Der Kopf ist aber doch etwas tolles, am Ende gewinnt er. Ich gebe nicht auf, bleibe nicht stehen. Immer weiter, immer weiter. Ich denke darüber nach, wie dumm es war, so wenig Höhenmeter zu trainieren und mich trotzdem für die längste der Strecken anzumelden. Ich denke aber auch, dass ich es trotzdem schaffe und möglicherweise sehr viel aus den heute gemachten Erfahrungen mitnehmen und lernen werde.
Irgendwann ist der letzte lange Anstieg geschafft und es geht wieder abwärts. Die Erleichterung darüber währt jedoch nur kurz, denn der unglaubliche Muskelkater in meinen Oberschenkeln, der mich die nächsten Tage quälen wird, hat bereits begonnen. Schönen Gruß von den ersten beiden Downhills! Ich eiere den Berg hinunter, jammere dabei vor mich hin. Bin an manchen Markierungen unsicher, welcher Weg gemeint ist und bete, dass der Akku meiner Garmin durchhält, auf der der Track gespeichert ist, so dass ich im Zweifel kurz nachsehen kann.
Irgendwann kommt Innsbruck immer näher, bin ich fast unten. Hatte ich zwischendurch gedacht etwa 15 Stunden zu brauchen, bin ich nun schon seit über 16 Stunden unterwegs. Egal, Hauptsache ankommen, Hauptsache, heil ins Ziel! Ich nähere mich dem Inn, überquere ihn ein letztes Mal, nähere mich dem Ziel. Immer wieder schauen Passanten auf meine Startnummer und feuern mich an, wenn sie sehen, dass ich auf der langen Strecke unterwegs bin. „Wow, die läuft die 85!“ höre ich bewundernd. Das tut so gut! Und dann ist es so weit, ich biege um die letzte Ecke, schleppe mich ins Ziel. Geschafft! Nach 16 Stunden und 23 Minuten, später als gedacht und erhofft, bin ich da.
(Foto: Sportograf)
Der Sprecher kommt mit dem Mikro zu mir, will wissen, wie man denn auf die Idee kommt, sich zu seinem derart langen Rennen anzumelden.
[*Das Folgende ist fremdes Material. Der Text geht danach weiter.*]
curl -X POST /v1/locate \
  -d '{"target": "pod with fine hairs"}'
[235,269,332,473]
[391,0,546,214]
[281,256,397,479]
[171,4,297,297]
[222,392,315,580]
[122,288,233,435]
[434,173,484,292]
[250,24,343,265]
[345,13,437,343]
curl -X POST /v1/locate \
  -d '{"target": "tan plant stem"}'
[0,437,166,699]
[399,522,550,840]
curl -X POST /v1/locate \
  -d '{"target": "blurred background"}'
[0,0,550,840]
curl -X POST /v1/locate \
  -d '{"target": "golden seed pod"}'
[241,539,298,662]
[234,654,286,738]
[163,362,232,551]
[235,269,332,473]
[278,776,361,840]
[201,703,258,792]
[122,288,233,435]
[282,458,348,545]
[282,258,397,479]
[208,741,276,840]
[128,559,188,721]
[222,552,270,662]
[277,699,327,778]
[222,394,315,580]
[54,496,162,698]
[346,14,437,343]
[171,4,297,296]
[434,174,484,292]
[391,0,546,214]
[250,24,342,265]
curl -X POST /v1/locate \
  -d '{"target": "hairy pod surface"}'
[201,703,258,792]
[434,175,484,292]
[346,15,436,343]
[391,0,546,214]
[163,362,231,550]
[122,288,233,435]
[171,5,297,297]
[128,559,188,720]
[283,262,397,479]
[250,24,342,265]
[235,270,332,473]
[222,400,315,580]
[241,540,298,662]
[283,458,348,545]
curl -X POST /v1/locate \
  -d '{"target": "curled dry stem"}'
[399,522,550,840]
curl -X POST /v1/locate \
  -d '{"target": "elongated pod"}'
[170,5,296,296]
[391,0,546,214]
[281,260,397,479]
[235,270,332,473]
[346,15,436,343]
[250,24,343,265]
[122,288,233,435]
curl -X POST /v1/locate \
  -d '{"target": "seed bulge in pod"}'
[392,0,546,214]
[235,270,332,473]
Ich sage ihm, dass ich das gerade nicht weiß, dass ich mir die Frage seit Stunden selber stelle und dass er mich am nächsten Tag doch noch einmal fragen solle…
Ich gehe ins Hotel, kann kaum unter der Dusche weggehen, weil diese so unglaublich gut tut und schaffe es leider auch nicht mehr zur Pastaparty. Ich will einfach nur auf meinem Bett sitzen, mich nicht bewegen. Hunger habe ich auch nicht. Ich starre vor mich hin, denke über diesen langen Tag nach, kenne bereits jetzt einige Fehler, die ich gemacht habe. Aber ich bin auch stolz. Stolz darauf, dass ich es geschafft habe, dass ich trotz der recht lange andauernden Krise nicht ans Aufgeben gedacht habe, sondern immer sicher war, dass ich das Ding hier zu Ende laufen werde. Das ist Ultra!
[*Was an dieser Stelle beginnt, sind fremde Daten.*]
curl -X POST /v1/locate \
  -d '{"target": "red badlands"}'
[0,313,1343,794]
Nach einigen Tagen, in denen ich sehr müde war und ziemlich durch die Gegend gehumpelt bin, fange ich gerade an, mich auf meine nächsten Läufe zu freuen. Der Höhepunkt dieser Saison soll der Trans Alpine Run werden. Bis dahin ist noch eine Menge Training nötig, das hat mein Lauf durch gefühlt ganz Tirol deutlich gezeigt, aber ich bin auf einem guten Weg.
Gewonnen hat dieses Rennen Martin Schedler in für mich unglaublichen 8 Stunden und 32 Minuten, bei den Damen war Ildiko Wermerscher in fantastischen 11 Stunden und 26 Minuten ganz vorn. Hier findet ihr die weiteren Ergebnisse, auch die der übrigen Distanzen:
http://my4.raceresult.com/45301/results?lang=de#
Mit ein paar Tagen Abstand denke ich übrigens schon darüber nach, nächstes Jahr wieder nach Innsbruck zu fahren und dort – auf welcher Strecke auch immer – zu laufen. Das Innsbruck Alpine Trailrun Festival ist ein ganz wunderbarer Start in die Trailrunning-Wettkampf-Saison, sehr liebevoll organisiert und durchgeführt.
Ein kleines Dankeschön
Und am Ende dieses Textes ist es mir ein Bedürfnis, danke zu sagen: an Koch alpin/Snowline Spikes für Startplatz und tolle Spikes, außerdem an pjur active, die mich kürzlich wieder mit ihrem grandiosen 2 Skin ausgestattet haben: Ich bin selbst bei dieser langen Tour ohne Scheuerstellen und Blasen ins Ziel gekommen! Und wie immer: Danke an ASICS Frontrunner und SZIOLS Sportsglasses für die perfekte Ausrüstung für die Trails dieser Welt.